Radio and Britain’s Digital Future 

1 July 2009 tbs.pm/1074

Put the boot into DAB, and try to Save FM” – Jack Schofield, Guardian Technology Blog

If we are keeping digital radio in its present form, then it certainly makes sense for us to upgrade from current DAB’s antiquated MP2 technology to DAB+/DMB-A, which allow the use of modern codecs and thus higher quality (current DAB stations are abysmal compared to good FM) on a far smaller bandwidth.

Yes, of course the vast majority of existing DAB radios will be obsolete at some point, but they do not have an enormously long life anyway, and we are all used to hardware going out of date in today’s world, aren’t we? It’s a fact of life. We get new gadgets because we want to, and because they do so much more than the old ones: there isn’t time for them to become technically obsolete.

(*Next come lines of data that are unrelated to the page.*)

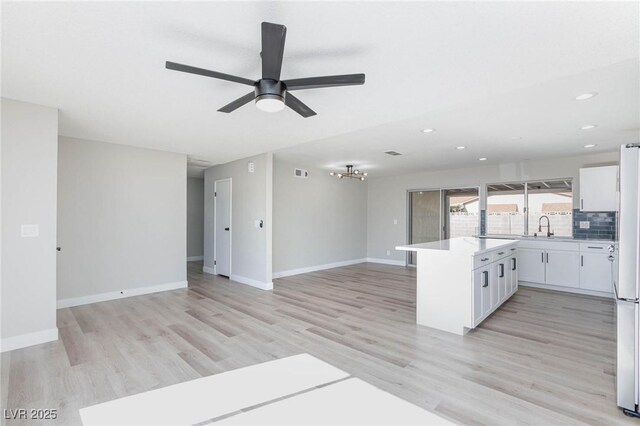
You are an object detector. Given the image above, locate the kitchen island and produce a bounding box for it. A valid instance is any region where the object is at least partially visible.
[396,237,518,335]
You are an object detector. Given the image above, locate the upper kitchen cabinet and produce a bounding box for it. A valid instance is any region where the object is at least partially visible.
[580,166,618,212]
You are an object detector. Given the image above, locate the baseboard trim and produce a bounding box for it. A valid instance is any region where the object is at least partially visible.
[273,259,367,278]
[58,281,188,309]
[0,327,58,352]
[366,257,407,266]
[229,274,273,290]
[518,281,614,299]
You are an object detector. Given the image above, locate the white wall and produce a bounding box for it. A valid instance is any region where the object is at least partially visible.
[367,152,619,262]
[58,137,187,306]
[204,153,273,289]
[187,178,204,260]
[0,99,58,351]
[273,158,367,277]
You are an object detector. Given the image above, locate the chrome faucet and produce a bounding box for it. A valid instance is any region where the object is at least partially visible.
[538,216,553,238]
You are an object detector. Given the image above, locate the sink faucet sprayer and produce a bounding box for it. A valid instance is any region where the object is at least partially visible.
[538,216,553,238]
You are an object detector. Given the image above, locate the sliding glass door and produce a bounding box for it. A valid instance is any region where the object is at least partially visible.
[408,187,480,265]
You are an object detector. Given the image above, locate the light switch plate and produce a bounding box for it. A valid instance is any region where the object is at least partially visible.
[20,225,40,237]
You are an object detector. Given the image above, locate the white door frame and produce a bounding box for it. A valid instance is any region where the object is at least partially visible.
[213,178,233,277]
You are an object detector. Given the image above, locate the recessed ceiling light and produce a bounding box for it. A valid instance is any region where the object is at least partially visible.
[576,92,598,101]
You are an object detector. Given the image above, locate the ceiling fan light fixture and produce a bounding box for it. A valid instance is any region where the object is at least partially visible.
[256,94,284,112]
[329,164,367,181]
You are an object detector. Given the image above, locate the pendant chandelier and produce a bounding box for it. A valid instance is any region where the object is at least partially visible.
[329,164,367,181]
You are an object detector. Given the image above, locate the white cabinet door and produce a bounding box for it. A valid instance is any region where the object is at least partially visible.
[509,256,519,293]
[473,266,491,327]
[544,250,580,288]
[518,248,545,283]
[580,166,618,212]
[489,262,502,309]
[498,257,510,303]
[482,266,493,315]
[473,268,484,327]
[580,253,613,293]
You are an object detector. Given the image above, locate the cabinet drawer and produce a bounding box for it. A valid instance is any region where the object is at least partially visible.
[493,247,517,262]
[473,252,494,269]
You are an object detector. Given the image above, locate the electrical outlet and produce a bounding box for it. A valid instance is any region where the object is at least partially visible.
[20,225,40,237]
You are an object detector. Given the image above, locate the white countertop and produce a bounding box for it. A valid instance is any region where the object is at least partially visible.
[478,235,618,244]
[396,237,518,255]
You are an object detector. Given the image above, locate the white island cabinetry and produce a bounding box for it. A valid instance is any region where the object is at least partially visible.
[396,237,519,335]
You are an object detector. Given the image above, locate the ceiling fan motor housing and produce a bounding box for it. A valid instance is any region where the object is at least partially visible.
[255,78,287,102]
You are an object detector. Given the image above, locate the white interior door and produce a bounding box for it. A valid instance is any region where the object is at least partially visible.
[214,179,231,277]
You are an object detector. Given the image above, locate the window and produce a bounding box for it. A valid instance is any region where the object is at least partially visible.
[486,179,573,236]
[527,180,573,237]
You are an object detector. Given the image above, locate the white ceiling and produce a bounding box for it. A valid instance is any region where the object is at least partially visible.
[2,2,640,176]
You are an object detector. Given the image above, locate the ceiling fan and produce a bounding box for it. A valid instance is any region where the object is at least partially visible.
[166,22,364,118]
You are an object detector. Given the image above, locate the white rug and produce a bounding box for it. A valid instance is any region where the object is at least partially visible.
[80,354,451,425]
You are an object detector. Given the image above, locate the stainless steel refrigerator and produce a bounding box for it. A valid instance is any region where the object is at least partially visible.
[611,144,640,416]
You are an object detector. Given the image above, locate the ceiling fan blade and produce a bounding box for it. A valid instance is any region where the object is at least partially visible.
[218,92,256,112]
[166,61,256,86]
[284,93,316,118]
[283,74,364,90]
[261,22,287,80]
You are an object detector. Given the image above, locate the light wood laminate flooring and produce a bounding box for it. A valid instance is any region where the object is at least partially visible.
[1,262,640,425]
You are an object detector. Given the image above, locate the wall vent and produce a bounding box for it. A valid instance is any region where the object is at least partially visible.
[293,169,309,179]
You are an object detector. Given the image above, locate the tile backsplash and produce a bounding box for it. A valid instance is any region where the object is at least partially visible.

However, there is a real question in my mind whether we shouldn’t simply skip all that and go to an IP-based system for the “radio space”.

Radio in the UK is obviously extremely popular – possibly more popular than ever, apparently paradoxically, But whether “the space occupied by radio”, to use Bill Thompson’s excellent phrase, has to be carried on a multiplex terrestrial broadcast structure for the foreseeable future is another matter, because carrying it via IP networks would make more sense.

Integrating the radio space into a national network infrastructure would make the current Band III and L-Band spaces available for other services – but only if that IP-based infrastructure exists. It would require true broadband of the fibre-to-the-home variety supplied on a universal service basis – one single network in which the installation of cheaper urban infrastructure would subsidise the hard-to-reach rural environments – and would thus need to be laid down by a national service provider (even if it subcontracts installation to existing private companies).

An FTTH infrastructure would be backed up by large-scale WiMax-style wireless network provision to allow mobile listening to internet radio stations and much more, including coverage of really difficult areas.

Given that, then of course you can have all kinds of ‘ultra-local’ ‘broadcasters’ – but they could be heard all over the country (and beyond). Given symmetrical broadband we can all be content providers, even if, like most blogs, the vast majority only have a tiny audience. At the same time, the network can carry all existing radio broadcasters and you no longer need to think of the “airwaves” as a scarce resource to which only the privileged few can have access – “here comes everybody”.

If a true Digital Britain were in our future, then a sensible approach would be to hang on to FM until it’s in place. But copper-based 2Mb/s is not what this requires.